There are brands that treat their info-kiosks like attractions in an amusement park! Magical experiences that people go in with excitement and walk out in amazement.
Here we have the kind of experiences you cannot wait to talk about with your friends at the square, and urge them not to miss them. The kind of experiences that leave you with a smile on your face, and perhaps a souvenir that all in the square can see from afar, and ask where you got it from.
We call these experiences viral Facebook applications!
Three steps in designing Facebook applications that create maximum buzz.
A. Use a gimmick
Similar to how funhouses used “magic mirrors” and other tricks to amaze people, a Facebook app should leverage technology and employ a gimmick that is innovative and exciting for people to use. The gimmick should be reason enough for users to play with the app and see the results.
You could, for example, run a “Social Life Audit” like Ultimat Vodka did, using image and facial recognition, plus analyzing the number of friends of the opposite sex a user has, or how many bars they’ve checked, in order to post a score about how social they are, and urge them to go out and have a real “social” life!

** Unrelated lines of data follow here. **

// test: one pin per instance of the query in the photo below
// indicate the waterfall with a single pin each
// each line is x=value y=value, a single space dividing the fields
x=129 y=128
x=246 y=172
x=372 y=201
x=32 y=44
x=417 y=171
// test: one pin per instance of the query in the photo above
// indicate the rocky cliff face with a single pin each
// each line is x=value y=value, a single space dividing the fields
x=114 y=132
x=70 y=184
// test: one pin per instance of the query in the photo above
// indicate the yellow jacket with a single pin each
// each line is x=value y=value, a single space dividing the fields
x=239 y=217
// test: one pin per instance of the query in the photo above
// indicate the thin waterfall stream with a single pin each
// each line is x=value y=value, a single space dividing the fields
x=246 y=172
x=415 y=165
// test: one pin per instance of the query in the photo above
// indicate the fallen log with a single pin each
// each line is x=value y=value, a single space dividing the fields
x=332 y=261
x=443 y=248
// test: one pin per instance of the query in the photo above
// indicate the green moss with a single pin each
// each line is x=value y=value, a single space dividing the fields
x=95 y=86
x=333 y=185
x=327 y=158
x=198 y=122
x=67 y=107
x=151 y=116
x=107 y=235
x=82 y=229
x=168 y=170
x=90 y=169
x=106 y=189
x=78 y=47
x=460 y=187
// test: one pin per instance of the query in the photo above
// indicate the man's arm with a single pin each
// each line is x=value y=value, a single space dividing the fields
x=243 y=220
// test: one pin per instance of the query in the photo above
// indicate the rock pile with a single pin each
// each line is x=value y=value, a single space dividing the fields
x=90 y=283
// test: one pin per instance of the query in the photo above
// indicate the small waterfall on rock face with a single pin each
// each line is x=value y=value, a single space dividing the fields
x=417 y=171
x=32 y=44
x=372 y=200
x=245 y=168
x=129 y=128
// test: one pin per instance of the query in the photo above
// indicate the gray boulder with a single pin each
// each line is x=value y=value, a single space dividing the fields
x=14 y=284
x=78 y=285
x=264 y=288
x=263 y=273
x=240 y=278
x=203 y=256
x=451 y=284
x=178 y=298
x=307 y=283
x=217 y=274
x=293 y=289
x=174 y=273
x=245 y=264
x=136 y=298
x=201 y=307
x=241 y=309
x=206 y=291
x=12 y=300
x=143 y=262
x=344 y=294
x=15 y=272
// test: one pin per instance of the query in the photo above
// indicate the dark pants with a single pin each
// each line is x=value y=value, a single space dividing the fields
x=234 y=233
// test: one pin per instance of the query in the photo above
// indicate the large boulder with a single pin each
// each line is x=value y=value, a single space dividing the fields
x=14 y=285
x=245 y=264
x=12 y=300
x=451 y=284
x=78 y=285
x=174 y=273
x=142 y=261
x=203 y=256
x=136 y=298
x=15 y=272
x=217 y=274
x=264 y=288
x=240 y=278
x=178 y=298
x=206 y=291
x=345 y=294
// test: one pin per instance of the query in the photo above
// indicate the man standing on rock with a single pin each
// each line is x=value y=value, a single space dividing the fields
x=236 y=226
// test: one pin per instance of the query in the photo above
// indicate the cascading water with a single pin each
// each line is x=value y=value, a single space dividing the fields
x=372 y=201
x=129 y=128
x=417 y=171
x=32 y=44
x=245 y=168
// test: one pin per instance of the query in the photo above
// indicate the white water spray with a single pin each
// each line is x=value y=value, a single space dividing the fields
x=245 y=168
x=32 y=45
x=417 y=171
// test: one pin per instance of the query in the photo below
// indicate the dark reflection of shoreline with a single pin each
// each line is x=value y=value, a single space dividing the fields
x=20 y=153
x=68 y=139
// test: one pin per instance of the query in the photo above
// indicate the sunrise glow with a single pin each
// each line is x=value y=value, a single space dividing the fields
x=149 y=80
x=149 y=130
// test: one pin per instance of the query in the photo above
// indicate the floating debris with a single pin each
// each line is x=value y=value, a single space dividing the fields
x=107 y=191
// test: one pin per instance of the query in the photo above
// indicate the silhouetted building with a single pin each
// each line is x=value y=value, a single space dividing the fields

Or, you could let people automatically create funny dance videos after recording themselves, using the magical “Autodance iPhone app” and posting those videos on Facebook, in order to promote the release of the “Just Dance 3” video game.
B. Make users part of the story
Instead of urging people to simply share your content, you should prepare branded stories in which users could become the protagonists . Your applications should become templates for people to express themselves in exciting new ways.
Only then can users keep on doing what they came to the “square” to do: To talk about themselves in front of their friends.
So you could, for example, create an experience that is literally devoted to each user, like Intel did with “The Museum of Me,” promoting their technology that makes it possible for each one to showcase exhibits of their social life.
Or you could produce a mini-movie featuring a hot attorney named Kent Wesley, presenting your “case” in court, towards one of your Facebook friends, about how much you deserve a new 4G smartphone from AT&T.
C. Enhance with Social Connections.
For maximum effect and reach, you should build the audience of your experience to include not only the original participant, but as many of their friends as possible! That way, your messages will reach far more people at the same time and spread more virally.
Burger King was the first to do this, with their infamous “Burger Sacrifice” app, that promised a coupon for a free hamburger if participants deleted 10 people from their Facebook friends list. Notifications went out massively, each time a user deleted his friends, forcing Facebook to stop the app in its tracks.
On the other hand, Lacta chocolate in Greece, helped people publicly express their love on Facebook. An application let users write the names of their loved ones on a chocolate bar, in place of the brand name and then post the image on their friend’s Facebook wall, comparing them to Lacta’s sweet taste!
Making people talk about your brand
The above applications, and many more, managed to create big buzz in the “square” by enabling people to do what they naturally like to do in Social Media: To express themselves…
Thus, you can also make users talk about your brand, by having them talk about themselves!